Peu de livres existent sur la Patagonie des canaux, la difficulté à accéder à ces lieux explique pour une grande part cette rareté. Peu de livres existent sur la Patagonie des pêcheurs, la réalité sociologique de cette communauté de travail explique en grande partie cette absence. La chercheuse Ingrid Peuziat est passée outre ces deux freins et a étudié, à la fin des années 1990, la zone nord de la Patagonie occidentale et ceux qui la peuplent.

Ce travail de chercheuse dépasse les trop souvent lourds et rébarbatifs ouvrages écrit par ses pairs. L’auteur, Ingrid Peuziat, essaye d’allier un récit et une volonté d’écriture a un travail de recherche universitaire. Merci à elle pour ce souci et cette envie de communiquer au-delà du cénacle.

Joël le Bail, de l’université de Bretagne occidentale, résume ce livre de façon simple et clair dans sa préface. En voici donc un extrait.

«  Au milieu des années 1970, la découverte en abondance du merlu austral dans les canaux de Patagonie génère un boom persquero sans précédent ; des milliers de Chiliens venus d’horizons géographiques divers, et de toutes les couches de la population, migrent rapidement vers ce bout du monde. Mais face à la diminution de la ressource, les aventuriers opportunistes attirés ici par l’or patagon s’éloignent vers d’autres cieux. Ne restent dans l’Aysén insulaire que ceux qui communient avec cette nature, abandonnés de tous et du pouvoir qui refuse leur implantation, mais unis par des relations fraternelles, face aux contraintes exceptionnelles d’un milieu à coloniser. L’ouvrage nous invite à partager la vie des communautés de pêcheurs de Grupo Gala et de Puerto Gaviota, de ces “ces pionniers en passe d’écrire une nouvelle page de l’histoire de Patagonie”. Car la persévérance des parias de la mer a fini par l’emporter l’existence légale des “campements de plastique”, devenus pueblos, fut reconnue en 1999.  »

Nous ne partageons pas, loin s’en faut, le point de vue de Joël le Bail concernant “les aventuriers opportunistes”. L’aventurier n’est bien souvent qu’un concept érigé par la classe dominante pour permettre à certains et certaines de la classe dominée d’accepter leurs conditions, ou pour séparer le supposé aventurier, le rebelle, le contestataire, le différent, du docile et corvéable, le bon-naïf érigé en valeur positive.

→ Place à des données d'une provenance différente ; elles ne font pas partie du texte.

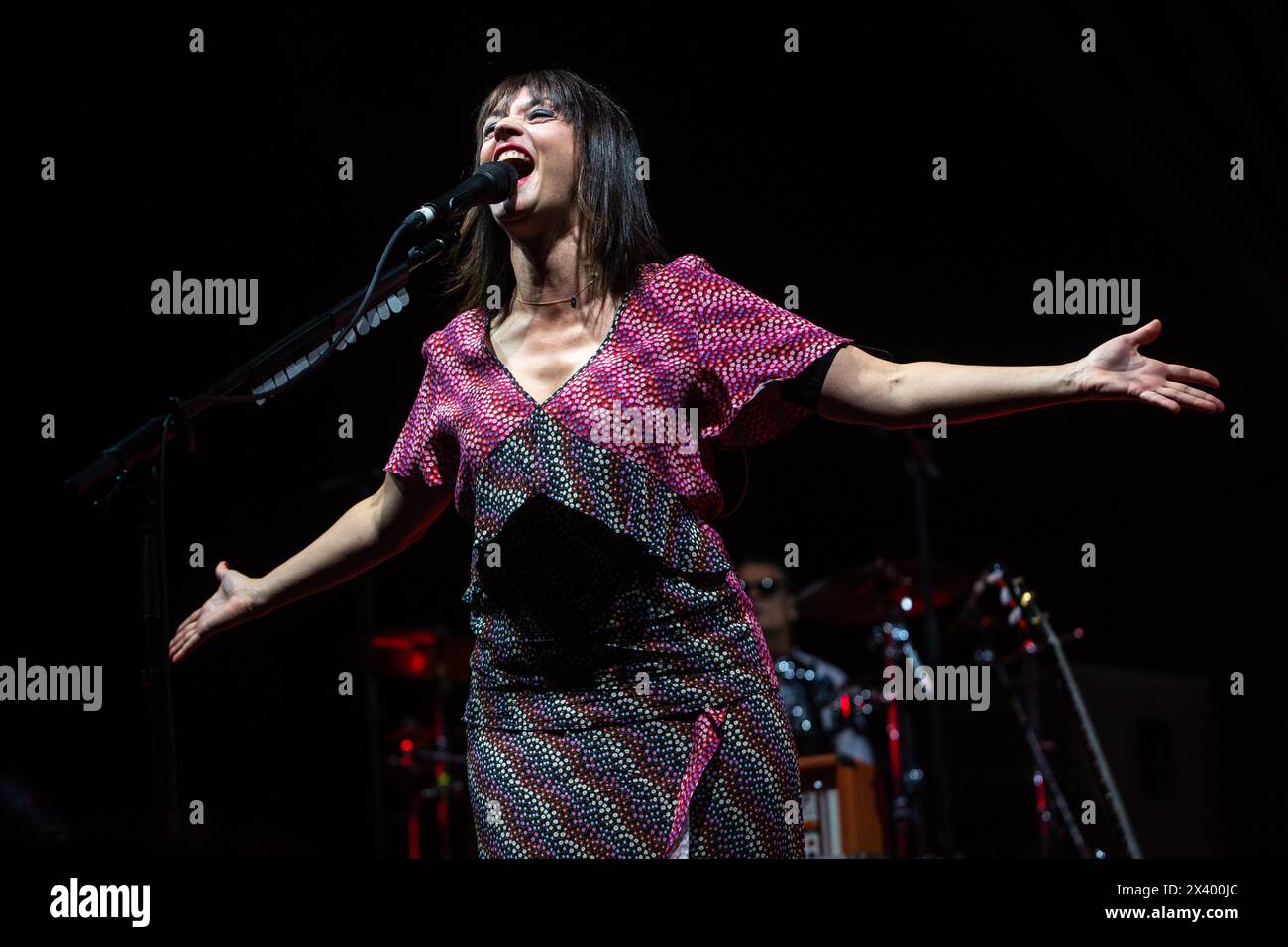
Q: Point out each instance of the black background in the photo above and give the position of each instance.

Dans le cas d’une ruée vers l’or comme Joël le Bail en fait la comparaison avec la ruée vers le merlu austral, il nous semble que cet aventurier qui est évoqué relève bien de cette classification sociologique de la lutte des classes.
De même “ne restent que ceux qui communient avec cette nature” nous semble loin de la réalité du moment de la prise de décision. S’il est indéniable que certaines personnes, pêcheurs ou non, restent dans les canaux pour des raisons d’amour du lieu, il n’en reste pas moins que c’est une minorité. Cet amour des canaux se construit bien souvent a posteriori de la décision de rester. Il permet de se conforter dans sa décision et de la justifier avant tout à ses propres yeux, puis à son entourage et à la société qui nous entoure en général.
Ajoutons que Joël le Bail, dans cette même préface – et non cité ci-dessous –, s’enflamme quelque peu lorsqu’il compare les talents littéraires de l’auteur à ceux de Francisco Coloane. Nous n’irons pas jusque là, beaucoup moins loin même. Le style littéraire de l’auteur est surtout à saluer par sa capacité à dépasser les codes imbuvables de l’écriture universitaire.
Saluons donc cette préface qui a le mérite de poser le contexte du livre et nous offre un agréable aperçu de chaleur humaine et fraternelle d’un professeur à son élève.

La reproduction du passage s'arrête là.